Однажды я задумал роман, в котором два брата враждовали друг с другом, один из них уехал в Америку, между тем как другой остался в тюрьме в Европе. Я только время от времени записывал строчку-другую, потому что сразу же уставал. Вот так однажды в воскресенье, когда мы были в гостях у дедушки с бабушкой и наелись особенно мягкого хлеба с маслом, которым там всегда угощали, я начал писать что-то про ту тюрьму. Вполне возможно, что я занялся этим главным образом из тщеславия и шуршанием бумаги по скатерти, постукиванием карандаша, рассеянным рассматриванием круга под лампой хотел возбудить в ком-нибудь желание взять у меня написанное, прочесть его и восхититься мною. В нескольких строчках был описан преимущественно коридор тюрьмы, главным образом тишина и холод; было сказано и сочувственное слово об оставшемся брате, ибо это был хороший брат. Возможно, меня охватило ощущение невыразительности описания, но с того дня я никогда больше не обращал особого внимания на такие ощущения, когда сидел за круглым столом в знакомой комнате среди родственников, к которым привык (моя робость была столь велика, что среди привычного я уже бывал наполовину счастлив), ни на минуту не забывая, что я молод и нынешний покой не про меня – мне предначертано великое. Дядя, любивший поиздеваться, наконец взял у меня листок, который я слабо попытался удержать, бросил на него беглый взгляд и вернул обратно, даже не посмеявшись; он сказал остальным, которые следили за ним глазами: «Обычная чепуха», мне же не сказал ни слова. Я, правда, остался на месте, по-прежнему склонившись над своим, стало быть, никчемным листком, но из общества я был изгнан одним пинком, дядин приговор отозвался в моей душе уже почти во всем действительном значении, в самом чувстве семьи мне раскрылся весь холод нашего мира, я должен согреть его пламенем, на поиски которого я еще только собирался отправиться.

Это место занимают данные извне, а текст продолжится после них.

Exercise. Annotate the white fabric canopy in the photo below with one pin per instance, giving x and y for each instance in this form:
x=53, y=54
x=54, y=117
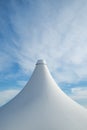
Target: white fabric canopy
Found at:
x=42, y=105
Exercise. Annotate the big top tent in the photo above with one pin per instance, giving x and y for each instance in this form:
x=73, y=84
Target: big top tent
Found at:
x=42, y=105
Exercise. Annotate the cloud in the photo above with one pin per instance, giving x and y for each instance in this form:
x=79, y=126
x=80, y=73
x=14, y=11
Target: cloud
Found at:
x=79, y=95
x=7, y=95
x=52, y=30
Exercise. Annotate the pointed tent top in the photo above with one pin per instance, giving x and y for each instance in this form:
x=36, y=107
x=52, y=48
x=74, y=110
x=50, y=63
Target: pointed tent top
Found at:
x=43, y=62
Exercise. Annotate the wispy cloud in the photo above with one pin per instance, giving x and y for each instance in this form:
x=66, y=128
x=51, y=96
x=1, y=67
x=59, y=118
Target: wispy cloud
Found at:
x=7, y=95
x=80, y=95
x=44, y=31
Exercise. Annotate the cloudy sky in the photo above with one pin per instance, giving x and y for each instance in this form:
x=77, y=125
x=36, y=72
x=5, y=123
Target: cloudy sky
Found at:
x=54, y=30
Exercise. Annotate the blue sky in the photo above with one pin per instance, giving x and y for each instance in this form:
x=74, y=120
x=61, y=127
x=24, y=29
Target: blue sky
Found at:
x=54, y=30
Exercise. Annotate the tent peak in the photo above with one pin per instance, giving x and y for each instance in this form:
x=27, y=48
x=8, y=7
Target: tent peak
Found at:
x=41, y=61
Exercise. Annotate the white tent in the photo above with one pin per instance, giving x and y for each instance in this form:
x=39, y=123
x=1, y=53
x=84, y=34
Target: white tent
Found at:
x=42, y=105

19 ФЕВРАЛЯ. Когда я сегодня хотел подняться с постели, я свалился как подкошенный. Причина этого очень проста: я крайне переутомился. Не из-за службы, а из-за другой моей работы. Служба неповинно участвует в этом лишь постольку, поскольку я, не будь надобности ходить туда, мог бы спокойно жить для своей работы и не тратить там ежедневно эти шесть часов, которые особенно мучительны для меня в пятницу и субботу, потому что я полон моими писаниями, – так мучительны, что Вы себе представить не можете. В конечном счете – я знаю – это пустая болтовня, виноват только я, служба предъявляет ко мне лишь самые простые и справедливые требования. Но для меня это страшная двойная жизнь, исход из которой, вероятно, один – безумие. Я пишу это при ясном свете утра и наверняка не стал бы писать, не будь это настолько правдой и не будь столь сильна моя сыновья любовь к Вам.

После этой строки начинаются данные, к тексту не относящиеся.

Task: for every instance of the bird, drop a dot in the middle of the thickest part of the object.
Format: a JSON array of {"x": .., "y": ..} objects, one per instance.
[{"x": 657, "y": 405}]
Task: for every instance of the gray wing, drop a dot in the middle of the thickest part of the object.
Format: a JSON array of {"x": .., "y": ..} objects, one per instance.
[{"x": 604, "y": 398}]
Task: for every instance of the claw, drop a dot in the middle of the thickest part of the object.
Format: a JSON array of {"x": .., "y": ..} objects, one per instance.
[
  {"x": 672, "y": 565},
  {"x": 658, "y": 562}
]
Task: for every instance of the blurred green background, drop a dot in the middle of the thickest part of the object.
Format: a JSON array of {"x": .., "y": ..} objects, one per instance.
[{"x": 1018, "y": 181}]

Впрочем, завтра, наверное, уже опять все будет в порядке, и я приду на службу, где первыми услышу слова о том, что Вы хотите избавить от меня Ваш отдел.

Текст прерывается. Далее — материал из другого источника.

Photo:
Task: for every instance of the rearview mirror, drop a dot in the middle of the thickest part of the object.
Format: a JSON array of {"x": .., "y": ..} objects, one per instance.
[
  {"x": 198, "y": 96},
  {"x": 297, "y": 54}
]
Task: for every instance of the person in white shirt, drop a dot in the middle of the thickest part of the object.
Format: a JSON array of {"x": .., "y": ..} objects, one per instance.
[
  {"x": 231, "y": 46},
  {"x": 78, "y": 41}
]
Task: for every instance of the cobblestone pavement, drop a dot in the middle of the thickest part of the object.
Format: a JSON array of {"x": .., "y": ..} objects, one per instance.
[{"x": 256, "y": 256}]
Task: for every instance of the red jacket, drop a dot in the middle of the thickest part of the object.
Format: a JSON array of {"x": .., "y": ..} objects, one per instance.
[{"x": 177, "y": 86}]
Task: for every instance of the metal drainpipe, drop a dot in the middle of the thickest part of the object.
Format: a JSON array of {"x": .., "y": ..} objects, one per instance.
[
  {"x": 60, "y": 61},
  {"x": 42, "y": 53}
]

Особенность моего вдохновения, охваченный которым я сейчас, в два часа ночи, – счастливейший и несчастнейший, – иду спать (может быть, оно, если я только смогу вынести мысль об этом, сохранится, ибо оно сильнее, чем когда-либо прежде), заключается в том, что я умею все, а не только нечто определенное. Когда я, не выбирая, пишу какую-нибудь фразу, например: «Он выглянул в окно», то она уже совершенна.
20 ФЕВРАЛЯ. Мелла Марс в кабаре «Люцерна». Остроумная трагедийная актриса, которая выступает в некоторой степени не на той сцене так, как трагедийные актрисы порой держатся за сценой. У нее усталое, плоское, пустое старое лицо, что у всех известных актеров является как бы разбегом. Говорит она очень резко, таковы и ее движения, начиная с согнутого большого пальца, который словно состоит из сухожилий вместо костей. Особая игровая способность ее носа подчеркивается переменным светом и углублениями играющих вокруг него мышц. Несмотря на постоянную молниеносность ее движений и слов, внимание она заостряет мягко.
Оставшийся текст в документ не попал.